Encode this as a function the agent consults before each task, not as a judgement you make by feel. A routing rule you can read and test is a routing rule you can trust. The broader landscape of frontier agent frameworks you might escalate into is covered in our news piece on the agent SDK wars between OpenAI, Google and Anthropic.

Conclusion and next steps

You now have the full shape of a local agent: a small tool-use model served by Ollama, a six-part loop that lets the model drive tools without ever executing anything itself, MCP for portable tools, two layers of memory, five guardrails, an evaluation habit, and an explicit rule for when to reach for the cloud. None of it depends on a paid endpoint, and all of it runs on a 16GB MacBook or an 8GB GPU.
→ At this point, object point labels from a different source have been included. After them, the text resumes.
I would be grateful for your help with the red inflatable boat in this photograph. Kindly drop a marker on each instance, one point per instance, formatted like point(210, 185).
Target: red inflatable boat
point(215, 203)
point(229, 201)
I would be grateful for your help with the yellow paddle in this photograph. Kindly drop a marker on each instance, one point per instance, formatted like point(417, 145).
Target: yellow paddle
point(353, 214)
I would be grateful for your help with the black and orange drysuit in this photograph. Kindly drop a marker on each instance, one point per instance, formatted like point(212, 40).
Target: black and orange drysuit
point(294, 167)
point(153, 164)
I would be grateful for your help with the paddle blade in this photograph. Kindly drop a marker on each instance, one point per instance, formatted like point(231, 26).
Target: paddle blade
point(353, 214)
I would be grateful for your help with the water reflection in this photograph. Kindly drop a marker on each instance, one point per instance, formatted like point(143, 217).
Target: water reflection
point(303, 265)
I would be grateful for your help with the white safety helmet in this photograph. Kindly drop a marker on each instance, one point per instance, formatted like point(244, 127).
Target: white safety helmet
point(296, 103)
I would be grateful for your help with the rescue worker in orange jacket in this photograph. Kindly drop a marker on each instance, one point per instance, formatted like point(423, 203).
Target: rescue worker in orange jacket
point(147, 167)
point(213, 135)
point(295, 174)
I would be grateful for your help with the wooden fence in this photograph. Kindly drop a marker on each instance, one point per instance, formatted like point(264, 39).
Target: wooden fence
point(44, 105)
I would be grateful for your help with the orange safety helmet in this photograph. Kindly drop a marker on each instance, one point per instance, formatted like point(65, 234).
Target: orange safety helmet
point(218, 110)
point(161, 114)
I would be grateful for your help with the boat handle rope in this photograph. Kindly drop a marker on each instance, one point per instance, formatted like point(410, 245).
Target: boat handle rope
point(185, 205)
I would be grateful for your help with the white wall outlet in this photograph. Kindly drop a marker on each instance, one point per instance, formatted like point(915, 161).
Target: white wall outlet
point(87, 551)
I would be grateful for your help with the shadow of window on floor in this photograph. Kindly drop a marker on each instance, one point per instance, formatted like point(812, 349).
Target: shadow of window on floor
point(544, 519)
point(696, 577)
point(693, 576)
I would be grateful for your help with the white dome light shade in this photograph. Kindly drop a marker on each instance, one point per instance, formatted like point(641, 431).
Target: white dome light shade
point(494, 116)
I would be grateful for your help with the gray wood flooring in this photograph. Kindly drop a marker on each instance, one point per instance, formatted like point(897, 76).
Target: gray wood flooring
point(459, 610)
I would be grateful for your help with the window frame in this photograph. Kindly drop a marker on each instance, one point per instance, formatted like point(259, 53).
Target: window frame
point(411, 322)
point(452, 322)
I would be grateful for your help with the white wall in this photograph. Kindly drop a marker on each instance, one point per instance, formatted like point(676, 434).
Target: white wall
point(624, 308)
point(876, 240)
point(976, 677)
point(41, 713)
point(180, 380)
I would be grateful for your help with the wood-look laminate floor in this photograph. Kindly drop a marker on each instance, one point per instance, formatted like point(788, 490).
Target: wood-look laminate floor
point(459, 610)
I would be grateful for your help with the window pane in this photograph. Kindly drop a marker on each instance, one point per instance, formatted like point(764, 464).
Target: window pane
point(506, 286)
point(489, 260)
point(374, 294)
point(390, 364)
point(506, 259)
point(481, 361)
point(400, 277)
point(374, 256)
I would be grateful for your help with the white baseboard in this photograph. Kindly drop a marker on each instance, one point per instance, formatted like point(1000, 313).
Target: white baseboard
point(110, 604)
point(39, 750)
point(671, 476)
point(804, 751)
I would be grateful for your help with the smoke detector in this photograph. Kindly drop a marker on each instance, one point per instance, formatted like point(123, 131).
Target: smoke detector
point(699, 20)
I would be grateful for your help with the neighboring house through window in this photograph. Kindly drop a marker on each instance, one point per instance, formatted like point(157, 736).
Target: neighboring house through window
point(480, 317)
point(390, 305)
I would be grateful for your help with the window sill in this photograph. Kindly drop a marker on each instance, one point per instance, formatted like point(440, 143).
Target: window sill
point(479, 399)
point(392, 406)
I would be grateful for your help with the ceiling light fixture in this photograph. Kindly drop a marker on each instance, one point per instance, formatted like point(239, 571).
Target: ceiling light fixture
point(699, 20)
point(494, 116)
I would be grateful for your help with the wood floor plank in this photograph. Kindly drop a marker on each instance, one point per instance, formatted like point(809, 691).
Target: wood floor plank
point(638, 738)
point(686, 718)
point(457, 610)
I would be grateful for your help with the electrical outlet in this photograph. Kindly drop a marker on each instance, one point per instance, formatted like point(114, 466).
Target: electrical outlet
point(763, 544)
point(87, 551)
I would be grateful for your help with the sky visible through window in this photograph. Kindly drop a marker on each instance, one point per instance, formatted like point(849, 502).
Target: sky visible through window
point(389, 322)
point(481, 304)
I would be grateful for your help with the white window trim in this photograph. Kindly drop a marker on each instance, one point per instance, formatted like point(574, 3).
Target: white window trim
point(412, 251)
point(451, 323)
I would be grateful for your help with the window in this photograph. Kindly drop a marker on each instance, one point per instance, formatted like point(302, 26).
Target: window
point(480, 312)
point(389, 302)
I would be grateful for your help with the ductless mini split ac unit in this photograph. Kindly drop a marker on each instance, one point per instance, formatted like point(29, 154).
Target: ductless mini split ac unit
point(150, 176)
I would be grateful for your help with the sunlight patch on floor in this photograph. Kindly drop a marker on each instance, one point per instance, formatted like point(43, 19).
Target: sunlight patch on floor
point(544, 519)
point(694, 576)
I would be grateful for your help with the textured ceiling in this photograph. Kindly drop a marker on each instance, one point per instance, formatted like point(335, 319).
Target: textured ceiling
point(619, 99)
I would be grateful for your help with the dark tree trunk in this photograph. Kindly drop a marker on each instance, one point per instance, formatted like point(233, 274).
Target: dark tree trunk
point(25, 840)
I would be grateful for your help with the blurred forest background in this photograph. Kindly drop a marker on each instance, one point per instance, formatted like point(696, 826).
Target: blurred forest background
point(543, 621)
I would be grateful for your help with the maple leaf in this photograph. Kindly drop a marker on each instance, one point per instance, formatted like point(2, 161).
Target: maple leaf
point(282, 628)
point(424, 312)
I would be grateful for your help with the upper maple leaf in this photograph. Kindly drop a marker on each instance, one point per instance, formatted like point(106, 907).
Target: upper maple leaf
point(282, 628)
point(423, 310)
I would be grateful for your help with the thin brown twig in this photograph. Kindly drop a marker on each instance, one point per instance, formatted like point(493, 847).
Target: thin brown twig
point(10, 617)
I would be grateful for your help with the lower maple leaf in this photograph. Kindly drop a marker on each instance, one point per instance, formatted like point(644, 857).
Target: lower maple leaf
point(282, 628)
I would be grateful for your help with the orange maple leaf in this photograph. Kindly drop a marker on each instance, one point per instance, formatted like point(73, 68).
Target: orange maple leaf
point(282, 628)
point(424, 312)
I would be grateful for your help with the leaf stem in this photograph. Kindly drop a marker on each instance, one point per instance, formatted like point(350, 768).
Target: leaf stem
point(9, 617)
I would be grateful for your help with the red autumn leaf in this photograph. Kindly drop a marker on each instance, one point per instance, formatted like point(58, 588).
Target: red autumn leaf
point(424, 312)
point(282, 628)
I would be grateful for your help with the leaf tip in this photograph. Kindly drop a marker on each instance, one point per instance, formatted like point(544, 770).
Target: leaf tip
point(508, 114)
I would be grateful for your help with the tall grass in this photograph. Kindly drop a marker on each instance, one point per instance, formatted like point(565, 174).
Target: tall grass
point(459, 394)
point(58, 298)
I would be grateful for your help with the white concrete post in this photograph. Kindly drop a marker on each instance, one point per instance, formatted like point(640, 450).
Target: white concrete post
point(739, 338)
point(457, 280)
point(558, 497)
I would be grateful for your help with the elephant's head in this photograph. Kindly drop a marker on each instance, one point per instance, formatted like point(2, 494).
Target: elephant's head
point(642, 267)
The next steps are concrete. Replace the toy calculator tools with one real capability your work actually needs. Write your golden task set before you add the second tool, not after. Wrap your filesystem access in an MCP server with a tight allow-list. Then, and only then, start swapping models underneath to find the smallest one that clears your quality bar — because the smallest model that passes is the one you want running locally all day. Keep the model names in this guide as a June 2026 snapshot and re-test as the field moves, which it will.